Training problem: cons layers weight converges to zero

lifeblack · January 3, 2021, 2:42pm

Hi… after training my code, I noticed that conv layers weights converged to zero and just linear layers worked. I changed activation function, kernels but nothing changed.
how could I fix this problem

class Net(nn.Module):
    def __init__(self):
        super(Net,self).__init__()
        self.conv1= nn.Sequential(
            nn.Conv2d(1,64, kernel_size=(11,11), stride=1,padding=5),
            nn.BatchNorm2d(64),
            nn.ReLU()
        )
        self.conv2= nn.Sequential(
            nn.Conv2d(64,32, kernel_size=(1,1), stride=1,padding=0),
            nn.BatchNorm2d(32),
            nn.ReLU()
        )
        self.conv3= nn.Sequential(
            nn.Conv2d(32,1, kernel_size=(7,7), stride=1,padding=3),
            nn.BatchNorm2d(1),
            nn.ReLU()
        )
        self.conv4= nn.Sequential(
            nn.Conv2d(1,64, kernel_size=(11,11), stride=1,padding=5),
            nn.BatchNorm2d(64),
            nn.ReLU()
        )
        self.conv5= nn.Sequential(
            nn.Conv2d(64,32, kernel_size=(1,1), stride=1,padding=0),
            nn.BatchNorm2d(32),
            nn.ReLU()
        )
        self.conv6= nn.Sequential(
            nn.Conv2d(32,1, kernel_size=(7,7), stride=1,padding=3)
              
        )
     
        self.fc1=nn.Linear(1600,64)
        self.fc2=nn.Linear(64,64)

    def forward(self,kr):
        out_conv1=self.conv1(kr)
        out_conv2=self.conv2(out_conv1)
        out_conv3=self.conv3(out_conv2)
        out_conv4=self.conv4(out_conv3)
        out_conv5=self.conv5(out_conv4)
        out_conv6=self.conv6(out_conv5)
        out_feedback=kr+out_conv6
        out_linear=self.fc1(out_feedback.flatten(2))
        out_linear=self.fc2(out_linear)
        x=out_linear.reshape([out_linear.shape[0],out_linear.shape[1],8,8])               
        return x

AlperEkmekci · January 3, 2021, 4:20pm

Hello,

It seems you’re using a model structure like concatenating two encoder-decoder type network which each one has a 1 depth. You are probably facing vanishing gradient problem so for being sure about that you can control output of each layer.
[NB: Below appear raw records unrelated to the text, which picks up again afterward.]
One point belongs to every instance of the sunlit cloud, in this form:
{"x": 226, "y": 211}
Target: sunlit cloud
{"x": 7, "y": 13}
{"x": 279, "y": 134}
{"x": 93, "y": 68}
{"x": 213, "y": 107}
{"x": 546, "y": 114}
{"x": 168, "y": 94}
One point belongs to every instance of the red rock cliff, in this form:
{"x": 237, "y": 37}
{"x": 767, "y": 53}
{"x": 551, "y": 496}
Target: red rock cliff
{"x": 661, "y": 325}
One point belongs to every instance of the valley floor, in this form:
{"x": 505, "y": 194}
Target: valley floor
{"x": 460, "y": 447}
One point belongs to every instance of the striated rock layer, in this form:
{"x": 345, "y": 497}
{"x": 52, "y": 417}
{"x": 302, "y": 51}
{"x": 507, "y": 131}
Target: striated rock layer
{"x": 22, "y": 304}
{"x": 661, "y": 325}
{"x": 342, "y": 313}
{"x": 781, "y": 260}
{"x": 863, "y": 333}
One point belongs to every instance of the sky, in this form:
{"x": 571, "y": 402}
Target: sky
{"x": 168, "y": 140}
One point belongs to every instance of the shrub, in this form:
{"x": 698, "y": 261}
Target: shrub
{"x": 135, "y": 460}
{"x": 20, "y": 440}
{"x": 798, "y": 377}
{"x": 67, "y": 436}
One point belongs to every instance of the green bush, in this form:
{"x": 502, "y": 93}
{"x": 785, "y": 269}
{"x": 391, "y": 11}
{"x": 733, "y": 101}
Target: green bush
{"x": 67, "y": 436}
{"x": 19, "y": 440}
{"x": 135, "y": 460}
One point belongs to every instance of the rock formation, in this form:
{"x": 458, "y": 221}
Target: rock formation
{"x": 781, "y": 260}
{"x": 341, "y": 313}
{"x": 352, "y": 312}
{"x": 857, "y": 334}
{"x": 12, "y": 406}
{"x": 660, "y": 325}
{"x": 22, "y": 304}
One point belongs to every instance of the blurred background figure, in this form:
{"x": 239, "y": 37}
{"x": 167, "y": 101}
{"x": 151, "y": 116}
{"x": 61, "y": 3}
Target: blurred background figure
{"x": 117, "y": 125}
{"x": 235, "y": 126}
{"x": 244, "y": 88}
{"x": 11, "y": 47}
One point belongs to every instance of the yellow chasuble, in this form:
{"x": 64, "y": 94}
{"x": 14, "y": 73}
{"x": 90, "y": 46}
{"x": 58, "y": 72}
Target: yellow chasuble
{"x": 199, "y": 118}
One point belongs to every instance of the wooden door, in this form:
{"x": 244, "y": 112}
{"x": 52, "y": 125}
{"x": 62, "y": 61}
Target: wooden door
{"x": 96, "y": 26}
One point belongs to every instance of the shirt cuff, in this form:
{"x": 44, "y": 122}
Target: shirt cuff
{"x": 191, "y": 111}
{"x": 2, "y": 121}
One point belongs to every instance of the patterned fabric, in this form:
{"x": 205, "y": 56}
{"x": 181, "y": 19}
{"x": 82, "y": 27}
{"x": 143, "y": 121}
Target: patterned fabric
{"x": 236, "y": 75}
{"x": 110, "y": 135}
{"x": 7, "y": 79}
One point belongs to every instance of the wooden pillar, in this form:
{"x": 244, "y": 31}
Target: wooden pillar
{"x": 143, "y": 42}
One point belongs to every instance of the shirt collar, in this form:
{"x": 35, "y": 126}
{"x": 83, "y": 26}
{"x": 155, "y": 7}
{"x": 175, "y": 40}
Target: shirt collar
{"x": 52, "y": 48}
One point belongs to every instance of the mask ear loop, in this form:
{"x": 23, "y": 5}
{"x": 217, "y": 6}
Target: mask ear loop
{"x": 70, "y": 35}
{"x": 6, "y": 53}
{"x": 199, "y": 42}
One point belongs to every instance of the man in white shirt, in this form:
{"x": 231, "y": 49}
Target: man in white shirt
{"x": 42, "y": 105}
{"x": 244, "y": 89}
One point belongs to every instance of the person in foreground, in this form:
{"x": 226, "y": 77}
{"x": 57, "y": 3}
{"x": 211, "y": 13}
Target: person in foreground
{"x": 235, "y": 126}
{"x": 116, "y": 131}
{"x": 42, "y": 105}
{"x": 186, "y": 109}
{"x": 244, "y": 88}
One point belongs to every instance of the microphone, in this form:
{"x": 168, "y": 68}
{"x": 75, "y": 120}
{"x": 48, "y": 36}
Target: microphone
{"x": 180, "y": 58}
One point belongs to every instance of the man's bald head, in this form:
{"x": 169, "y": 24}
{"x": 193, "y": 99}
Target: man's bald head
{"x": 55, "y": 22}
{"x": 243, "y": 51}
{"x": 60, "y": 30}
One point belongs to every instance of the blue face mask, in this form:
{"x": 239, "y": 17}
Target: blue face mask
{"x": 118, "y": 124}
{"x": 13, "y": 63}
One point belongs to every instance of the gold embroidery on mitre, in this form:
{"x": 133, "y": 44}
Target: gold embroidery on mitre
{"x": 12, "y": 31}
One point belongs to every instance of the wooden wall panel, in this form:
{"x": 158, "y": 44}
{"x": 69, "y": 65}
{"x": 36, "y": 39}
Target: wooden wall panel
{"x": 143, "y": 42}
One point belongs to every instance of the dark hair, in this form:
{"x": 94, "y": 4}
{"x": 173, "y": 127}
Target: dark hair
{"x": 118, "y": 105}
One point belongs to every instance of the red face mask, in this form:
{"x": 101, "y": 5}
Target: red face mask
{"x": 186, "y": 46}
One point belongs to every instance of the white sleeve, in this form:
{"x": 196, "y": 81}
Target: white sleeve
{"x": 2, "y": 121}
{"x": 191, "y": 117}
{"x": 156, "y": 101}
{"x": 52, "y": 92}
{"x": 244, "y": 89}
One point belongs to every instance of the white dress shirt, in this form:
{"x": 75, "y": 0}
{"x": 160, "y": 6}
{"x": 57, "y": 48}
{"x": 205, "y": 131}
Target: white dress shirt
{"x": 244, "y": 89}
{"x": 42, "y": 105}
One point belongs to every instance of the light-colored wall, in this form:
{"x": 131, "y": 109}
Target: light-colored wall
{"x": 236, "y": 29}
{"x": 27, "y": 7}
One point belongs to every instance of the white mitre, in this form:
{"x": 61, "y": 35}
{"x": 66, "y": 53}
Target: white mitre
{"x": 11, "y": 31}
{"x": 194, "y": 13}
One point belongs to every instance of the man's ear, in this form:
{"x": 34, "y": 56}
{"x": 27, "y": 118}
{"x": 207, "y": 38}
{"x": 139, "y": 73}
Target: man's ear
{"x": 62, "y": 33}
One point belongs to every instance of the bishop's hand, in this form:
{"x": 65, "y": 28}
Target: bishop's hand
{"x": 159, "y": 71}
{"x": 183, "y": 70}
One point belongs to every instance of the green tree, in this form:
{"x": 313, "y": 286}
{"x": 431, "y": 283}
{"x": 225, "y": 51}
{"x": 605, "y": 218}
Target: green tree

lifeblack · January 3, 2021, 7:56pm

thanks a lot @AlperEkmekci for your reply… yes I am facing vanishing gradient problem… Could you mind helping me solve this? what is your suggestion?

AlperEkmekci · January 3, 2021, 8:36pm

Hello,

It seems you gradient value is vanishing after you layer named self.conv4. Your structure is approaching like Encoder-Decoder model, because of that you can use a method which I recommend to you is that implement Residual Networks (a.k.a. ResNet ) to your structure for avoid vanishing gradient.

Besides decreasing learning rate will help you to avoid that problem.